Farah*, gardienne de la paix d’origine maghrébine, a envoyé le 23 février 2024 un courriel à la commissaire de l’hôtel de police de Bordeaux (France), demandant une intervention contre le harcèlement et le racisme qu’elle subissait de la part de son supérieur, le brigadier-chef Thierry B.
Malgré ses vingt-cinq ans de service, sa demande est restée sans réponse, informe le quotidien Libération. Fragile et épuisée, elle a tout de même trouvé la force de déposer une plainte pour «harcèlement moral» fin avril, entraînant l’ouverture d’une enquête préliminaire par le parquet de Bordeaux.
Au moins deux autres agentes ont déposé des plaintes similaires contre Thierry B., et l’Inspection générale de la police nationale (IGPN) est désormais saisie de l’enquête. Bien que privé de ses responsabilités d’encadrement, le brigadier-chef continue de travailler au sein du groupe violences intrafamiliales (VIF).
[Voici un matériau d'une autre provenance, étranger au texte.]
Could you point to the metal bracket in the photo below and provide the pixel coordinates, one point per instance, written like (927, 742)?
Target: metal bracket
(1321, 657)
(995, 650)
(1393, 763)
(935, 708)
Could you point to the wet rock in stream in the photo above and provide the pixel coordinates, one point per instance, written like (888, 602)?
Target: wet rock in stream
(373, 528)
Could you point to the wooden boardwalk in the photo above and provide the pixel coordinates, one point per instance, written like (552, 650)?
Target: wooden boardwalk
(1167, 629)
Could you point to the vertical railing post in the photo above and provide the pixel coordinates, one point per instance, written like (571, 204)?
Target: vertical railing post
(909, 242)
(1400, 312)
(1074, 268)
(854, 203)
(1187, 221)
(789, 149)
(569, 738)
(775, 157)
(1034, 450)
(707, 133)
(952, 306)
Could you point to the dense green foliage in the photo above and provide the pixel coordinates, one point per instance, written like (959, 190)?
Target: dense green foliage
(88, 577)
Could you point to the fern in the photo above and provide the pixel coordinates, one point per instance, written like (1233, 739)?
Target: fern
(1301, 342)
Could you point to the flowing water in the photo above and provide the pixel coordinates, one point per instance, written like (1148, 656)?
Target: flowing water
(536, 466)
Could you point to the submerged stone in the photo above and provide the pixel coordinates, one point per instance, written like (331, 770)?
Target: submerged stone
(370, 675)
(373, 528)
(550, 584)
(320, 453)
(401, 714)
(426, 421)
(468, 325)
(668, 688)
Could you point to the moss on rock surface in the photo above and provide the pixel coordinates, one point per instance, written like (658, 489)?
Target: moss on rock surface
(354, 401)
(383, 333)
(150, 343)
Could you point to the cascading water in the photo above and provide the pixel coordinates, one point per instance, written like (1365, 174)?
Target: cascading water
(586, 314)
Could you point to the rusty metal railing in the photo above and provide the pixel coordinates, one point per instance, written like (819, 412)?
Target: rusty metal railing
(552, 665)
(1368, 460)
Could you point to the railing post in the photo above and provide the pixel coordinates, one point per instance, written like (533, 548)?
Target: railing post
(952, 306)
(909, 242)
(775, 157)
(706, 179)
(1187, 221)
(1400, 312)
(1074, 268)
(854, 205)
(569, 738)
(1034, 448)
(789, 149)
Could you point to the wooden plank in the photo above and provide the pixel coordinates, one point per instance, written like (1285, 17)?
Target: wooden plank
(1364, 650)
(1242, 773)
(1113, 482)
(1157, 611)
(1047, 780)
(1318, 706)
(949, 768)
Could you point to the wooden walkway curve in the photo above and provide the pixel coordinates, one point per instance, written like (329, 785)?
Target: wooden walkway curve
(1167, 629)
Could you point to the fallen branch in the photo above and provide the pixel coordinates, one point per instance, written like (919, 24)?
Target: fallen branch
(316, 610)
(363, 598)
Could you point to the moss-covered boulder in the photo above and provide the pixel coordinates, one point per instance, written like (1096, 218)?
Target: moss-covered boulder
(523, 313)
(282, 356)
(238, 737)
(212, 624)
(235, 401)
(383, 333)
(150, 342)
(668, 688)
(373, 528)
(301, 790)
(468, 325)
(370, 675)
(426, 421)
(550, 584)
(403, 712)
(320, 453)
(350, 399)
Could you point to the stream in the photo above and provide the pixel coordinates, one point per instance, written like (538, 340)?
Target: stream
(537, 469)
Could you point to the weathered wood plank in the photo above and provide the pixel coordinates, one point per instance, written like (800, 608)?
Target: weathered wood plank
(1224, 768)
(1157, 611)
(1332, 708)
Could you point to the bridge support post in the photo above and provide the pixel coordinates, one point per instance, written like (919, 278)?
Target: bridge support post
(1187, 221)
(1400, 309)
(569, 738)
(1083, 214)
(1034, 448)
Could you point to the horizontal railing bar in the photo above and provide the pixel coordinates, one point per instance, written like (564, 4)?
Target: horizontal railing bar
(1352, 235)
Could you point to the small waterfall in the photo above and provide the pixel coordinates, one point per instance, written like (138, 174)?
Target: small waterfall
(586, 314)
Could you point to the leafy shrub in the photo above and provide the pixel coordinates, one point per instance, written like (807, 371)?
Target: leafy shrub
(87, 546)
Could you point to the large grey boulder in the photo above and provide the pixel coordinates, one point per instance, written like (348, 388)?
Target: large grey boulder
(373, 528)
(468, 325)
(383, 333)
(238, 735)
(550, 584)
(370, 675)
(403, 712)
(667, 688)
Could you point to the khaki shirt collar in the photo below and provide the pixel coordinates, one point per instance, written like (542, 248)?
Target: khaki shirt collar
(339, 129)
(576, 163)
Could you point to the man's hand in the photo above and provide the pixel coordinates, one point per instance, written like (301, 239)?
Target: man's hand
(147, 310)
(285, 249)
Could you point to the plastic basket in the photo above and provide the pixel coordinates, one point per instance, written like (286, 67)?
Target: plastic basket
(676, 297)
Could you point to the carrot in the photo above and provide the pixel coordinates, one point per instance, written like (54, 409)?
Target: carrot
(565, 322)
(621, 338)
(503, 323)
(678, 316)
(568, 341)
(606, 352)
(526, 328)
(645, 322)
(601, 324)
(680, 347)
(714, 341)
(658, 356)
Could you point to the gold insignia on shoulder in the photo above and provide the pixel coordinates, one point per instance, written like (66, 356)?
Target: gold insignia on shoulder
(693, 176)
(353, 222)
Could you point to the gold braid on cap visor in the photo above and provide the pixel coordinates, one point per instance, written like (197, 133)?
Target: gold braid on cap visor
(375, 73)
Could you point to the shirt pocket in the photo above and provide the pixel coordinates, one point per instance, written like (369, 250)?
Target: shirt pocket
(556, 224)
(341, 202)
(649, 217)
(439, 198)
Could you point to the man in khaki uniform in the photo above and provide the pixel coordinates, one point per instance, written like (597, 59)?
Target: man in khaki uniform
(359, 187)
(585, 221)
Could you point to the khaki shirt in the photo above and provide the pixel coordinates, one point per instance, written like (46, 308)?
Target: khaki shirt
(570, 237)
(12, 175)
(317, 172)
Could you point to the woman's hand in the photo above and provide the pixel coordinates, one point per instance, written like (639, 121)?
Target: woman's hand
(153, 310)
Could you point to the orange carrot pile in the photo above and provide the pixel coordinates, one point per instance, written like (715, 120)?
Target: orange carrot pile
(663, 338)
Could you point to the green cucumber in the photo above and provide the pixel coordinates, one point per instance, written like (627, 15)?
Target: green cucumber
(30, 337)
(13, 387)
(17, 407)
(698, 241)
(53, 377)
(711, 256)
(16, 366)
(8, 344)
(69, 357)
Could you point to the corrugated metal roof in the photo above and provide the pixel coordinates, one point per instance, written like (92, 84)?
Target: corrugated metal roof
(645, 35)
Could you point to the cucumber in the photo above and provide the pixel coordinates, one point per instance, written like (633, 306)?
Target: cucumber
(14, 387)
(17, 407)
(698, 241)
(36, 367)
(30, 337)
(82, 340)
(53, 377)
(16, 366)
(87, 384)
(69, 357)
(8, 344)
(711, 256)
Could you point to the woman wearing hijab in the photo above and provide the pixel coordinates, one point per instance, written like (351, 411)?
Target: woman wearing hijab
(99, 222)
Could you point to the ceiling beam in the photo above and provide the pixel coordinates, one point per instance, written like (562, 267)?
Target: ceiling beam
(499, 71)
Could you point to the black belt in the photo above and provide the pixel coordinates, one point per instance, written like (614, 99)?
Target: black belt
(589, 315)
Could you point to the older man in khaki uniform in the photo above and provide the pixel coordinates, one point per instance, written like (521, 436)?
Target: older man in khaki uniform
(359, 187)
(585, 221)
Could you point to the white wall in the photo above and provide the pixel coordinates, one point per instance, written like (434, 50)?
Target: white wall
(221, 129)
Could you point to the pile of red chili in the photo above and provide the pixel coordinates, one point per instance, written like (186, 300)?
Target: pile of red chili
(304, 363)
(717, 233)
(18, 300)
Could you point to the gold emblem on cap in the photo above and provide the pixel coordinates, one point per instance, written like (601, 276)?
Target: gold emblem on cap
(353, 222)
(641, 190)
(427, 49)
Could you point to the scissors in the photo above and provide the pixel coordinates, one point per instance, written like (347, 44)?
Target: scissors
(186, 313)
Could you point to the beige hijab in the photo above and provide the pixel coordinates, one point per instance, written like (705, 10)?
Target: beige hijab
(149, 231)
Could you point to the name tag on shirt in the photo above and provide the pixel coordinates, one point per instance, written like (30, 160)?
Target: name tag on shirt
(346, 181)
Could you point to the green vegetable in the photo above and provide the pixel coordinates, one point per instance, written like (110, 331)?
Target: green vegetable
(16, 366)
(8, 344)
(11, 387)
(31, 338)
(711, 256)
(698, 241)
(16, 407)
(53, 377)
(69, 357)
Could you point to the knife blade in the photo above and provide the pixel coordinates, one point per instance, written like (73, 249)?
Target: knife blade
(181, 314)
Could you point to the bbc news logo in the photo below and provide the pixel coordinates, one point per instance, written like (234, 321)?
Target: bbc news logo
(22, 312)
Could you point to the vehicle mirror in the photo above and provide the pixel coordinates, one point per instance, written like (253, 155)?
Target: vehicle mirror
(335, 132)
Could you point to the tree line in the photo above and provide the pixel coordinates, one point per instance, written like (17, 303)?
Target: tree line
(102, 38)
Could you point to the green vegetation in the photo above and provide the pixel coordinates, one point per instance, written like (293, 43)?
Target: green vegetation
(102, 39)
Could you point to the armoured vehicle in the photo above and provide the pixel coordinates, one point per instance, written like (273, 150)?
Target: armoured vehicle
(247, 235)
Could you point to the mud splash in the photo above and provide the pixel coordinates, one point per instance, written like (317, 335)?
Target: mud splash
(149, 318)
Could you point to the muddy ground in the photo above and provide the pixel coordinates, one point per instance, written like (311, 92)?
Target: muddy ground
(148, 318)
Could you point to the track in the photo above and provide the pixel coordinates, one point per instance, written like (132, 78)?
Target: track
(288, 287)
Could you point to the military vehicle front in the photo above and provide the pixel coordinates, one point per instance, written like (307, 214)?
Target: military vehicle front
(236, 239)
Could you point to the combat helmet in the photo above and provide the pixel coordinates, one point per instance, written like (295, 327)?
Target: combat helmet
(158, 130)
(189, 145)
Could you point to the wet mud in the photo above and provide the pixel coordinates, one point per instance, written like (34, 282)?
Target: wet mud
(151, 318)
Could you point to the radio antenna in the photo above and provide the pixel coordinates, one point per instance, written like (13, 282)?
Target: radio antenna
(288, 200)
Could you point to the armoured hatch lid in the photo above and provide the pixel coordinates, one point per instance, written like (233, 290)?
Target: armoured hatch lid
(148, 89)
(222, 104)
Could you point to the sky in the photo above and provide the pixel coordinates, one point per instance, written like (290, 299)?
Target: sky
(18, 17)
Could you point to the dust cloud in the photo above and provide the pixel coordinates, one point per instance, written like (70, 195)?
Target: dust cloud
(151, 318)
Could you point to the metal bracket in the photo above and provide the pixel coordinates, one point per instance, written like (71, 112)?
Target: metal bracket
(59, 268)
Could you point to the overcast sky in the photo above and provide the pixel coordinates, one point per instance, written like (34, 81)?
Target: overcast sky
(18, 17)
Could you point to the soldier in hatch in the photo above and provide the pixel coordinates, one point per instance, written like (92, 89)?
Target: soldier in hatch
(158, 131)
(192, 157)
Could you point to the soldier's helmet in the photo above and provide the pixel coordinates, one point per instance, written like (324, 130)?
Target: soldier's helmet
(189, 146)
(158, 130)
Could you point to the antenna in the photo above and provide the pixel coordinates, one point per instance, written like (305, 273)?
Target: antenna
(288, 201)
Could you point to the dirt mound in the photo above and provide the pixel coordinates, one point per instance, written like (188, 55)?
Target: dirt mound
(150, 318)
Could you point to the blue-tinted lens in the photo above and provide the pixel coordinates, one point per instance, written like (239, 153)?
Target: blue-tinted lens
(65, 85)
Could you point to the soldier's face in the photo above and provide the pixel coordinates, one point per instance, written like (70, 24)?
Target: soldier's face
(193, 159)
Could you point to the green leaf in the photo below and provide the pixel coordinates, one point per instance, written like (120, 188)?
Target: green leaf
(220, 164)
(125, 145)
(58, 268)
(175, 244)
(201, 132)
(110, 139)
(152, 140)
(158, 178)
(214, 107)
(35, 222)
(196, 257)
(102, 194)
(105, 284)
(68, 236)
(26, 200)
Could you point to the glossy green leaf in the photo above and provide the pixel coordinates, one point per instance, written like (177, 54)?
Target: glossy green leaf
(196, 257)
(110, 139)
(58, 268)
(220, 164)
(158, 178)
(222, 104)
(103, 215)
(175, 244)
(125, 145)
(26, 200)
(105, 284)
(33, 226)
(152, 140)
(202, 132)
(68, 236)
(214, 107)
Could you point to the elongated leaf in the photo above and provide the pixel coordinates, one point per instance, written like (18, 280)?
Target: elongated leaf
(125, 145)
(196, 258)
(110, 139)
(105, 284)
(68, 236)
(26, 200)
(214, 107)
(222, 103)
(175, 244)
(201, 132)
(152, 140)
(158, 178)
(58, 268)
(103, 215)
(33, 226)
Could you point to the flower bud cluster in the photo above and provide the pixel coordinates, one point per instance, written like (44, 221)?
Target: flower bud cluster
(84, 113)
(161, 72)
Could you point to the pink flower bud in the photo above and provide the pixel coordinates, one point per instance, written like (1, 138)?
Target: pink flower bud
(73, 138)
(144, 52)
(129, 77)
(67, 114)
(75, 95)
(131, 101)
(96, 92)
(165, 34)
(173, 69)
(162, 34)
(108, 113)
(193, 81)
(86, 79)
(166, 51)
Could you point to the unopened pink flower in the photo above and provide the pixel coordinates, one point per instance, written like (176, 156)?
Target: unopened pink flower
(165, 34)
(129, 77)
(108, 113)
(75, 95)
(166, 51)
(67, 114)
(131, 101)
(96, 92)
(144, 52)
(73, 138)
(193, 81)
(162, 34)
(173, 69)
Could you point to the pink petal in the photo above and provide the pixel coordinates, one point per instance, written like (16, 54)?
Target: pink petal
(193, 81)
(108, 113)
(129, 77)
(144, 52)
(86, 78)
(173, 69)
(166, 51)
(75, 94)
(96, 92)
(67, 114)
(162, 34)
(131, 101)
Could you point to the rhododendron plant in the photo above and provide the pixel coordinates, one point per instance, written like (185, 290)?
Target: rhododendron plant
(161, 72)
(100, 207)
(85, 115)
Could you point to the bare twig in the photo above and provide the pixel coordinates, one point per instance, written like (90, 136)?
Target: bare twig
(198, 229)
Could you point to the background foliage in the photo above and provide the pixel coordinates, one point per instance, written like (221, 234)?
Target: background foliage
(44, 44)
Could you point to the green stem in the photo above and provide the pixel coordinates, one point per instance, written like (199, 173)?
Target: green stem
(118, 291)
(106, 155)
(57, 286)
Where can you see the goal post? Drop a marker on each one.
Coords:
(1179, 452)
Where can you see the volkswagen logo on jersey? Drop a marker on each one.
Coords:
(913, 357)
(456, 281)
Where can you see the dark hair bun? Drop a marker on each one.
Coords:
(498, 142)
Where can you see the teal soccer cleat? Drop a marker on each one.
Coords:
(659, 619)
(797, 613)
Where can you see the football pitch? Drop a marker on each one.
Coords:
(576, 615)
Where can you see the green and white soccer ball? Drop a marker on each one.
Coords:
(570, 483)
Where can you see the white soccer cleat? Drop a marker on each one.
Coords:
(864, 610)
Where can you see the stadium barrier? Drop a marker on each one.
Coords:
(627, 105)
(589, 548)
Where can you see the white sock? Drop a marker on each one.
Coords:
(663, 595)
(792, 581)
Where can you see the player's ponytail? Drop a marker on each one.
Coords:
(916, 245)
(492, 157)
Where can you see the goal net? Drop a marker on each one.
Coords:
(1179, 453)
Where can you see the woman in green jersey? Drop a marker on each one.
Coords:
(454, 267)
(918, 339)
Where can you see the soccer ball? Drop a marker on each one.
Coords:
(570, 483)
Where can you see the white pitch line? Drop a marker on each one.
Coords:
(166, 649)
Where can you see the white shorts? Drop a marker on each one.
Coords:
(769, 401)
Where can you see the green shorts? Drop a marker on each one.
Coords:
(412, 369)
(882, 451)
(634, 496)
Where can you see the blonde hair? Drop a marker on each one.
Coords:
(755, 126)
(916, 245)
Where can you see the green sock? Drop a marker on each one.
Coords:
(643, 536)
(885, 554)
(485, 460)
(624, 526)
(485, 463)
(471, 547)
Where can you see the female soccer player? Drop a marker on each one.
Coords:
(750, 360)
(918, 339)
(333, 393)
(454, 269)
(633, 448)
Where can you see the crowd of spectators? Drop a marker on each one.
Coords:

Par ailleurs, Farah et une autre plaignante, Pauline*, ont été affectées à d’autres commissariats.
Les faits de harcèlement remontent à l’entrée de Farah dans le service en septembre 2023, où elle affirme n’avoir reçu aucun accueil, contrairement à d’autres services. Le 18 janvier 2024, Thierry B. a interdit à Farah et à Pauline de quitter leur bureau, les insultant et les menaçant «qu’un jour un collègue pourrait [les] taper». Farah, très affectée, a pris un jour de récupération et a confié à une collègue son sentiment de honte et d’humiliation. Elle s’est «sentie rabaissée comme elle ne l’avait jamais été dans sa carrière», rapporte la même source.
Le harcèlement s’est intensifié début février, Thierry B. ignorant Farah et se moquant d’elle ouvertement. Le 6 février, il a tenu des propos racistes et xénophobes lors d’une audition, se référant à Farah avec des commentaires sur le couscous et en annonçant son intention de voter pour Marine Le Pen. En outre, des messages racistes et transphobes tels que «je vais te fumer la négresse» ou encore «ils comprennent rien ces noirs», échangés dans un groupe WhatsApp, dont Farah et Pauline sont exclues, révèlent l’ampleur du problème.
Malgré la gravité des accusations, Farah n’a pas reçu la protection fonctionnelle demandée pour couvrir ses frais d’avocat. Le secrétariat général pour l’administration du ministère de l’Intérieur a invoqué un argumentaire insuffisamment étayé. Pire, une procédure administrative a été ouverte contre elle pour avoir consulté illégalement une vidéo d’interrogatoire. Anthony Caillé, secrétaire général de la CGT-Police, critique la situation. Pour lui, il est nécessaire de protéger les victimes et de sanctionner les bourreaux. De leurs côtés, la direction interdépartementale de la police nationale et Thierry B ont souhaité garder le silence.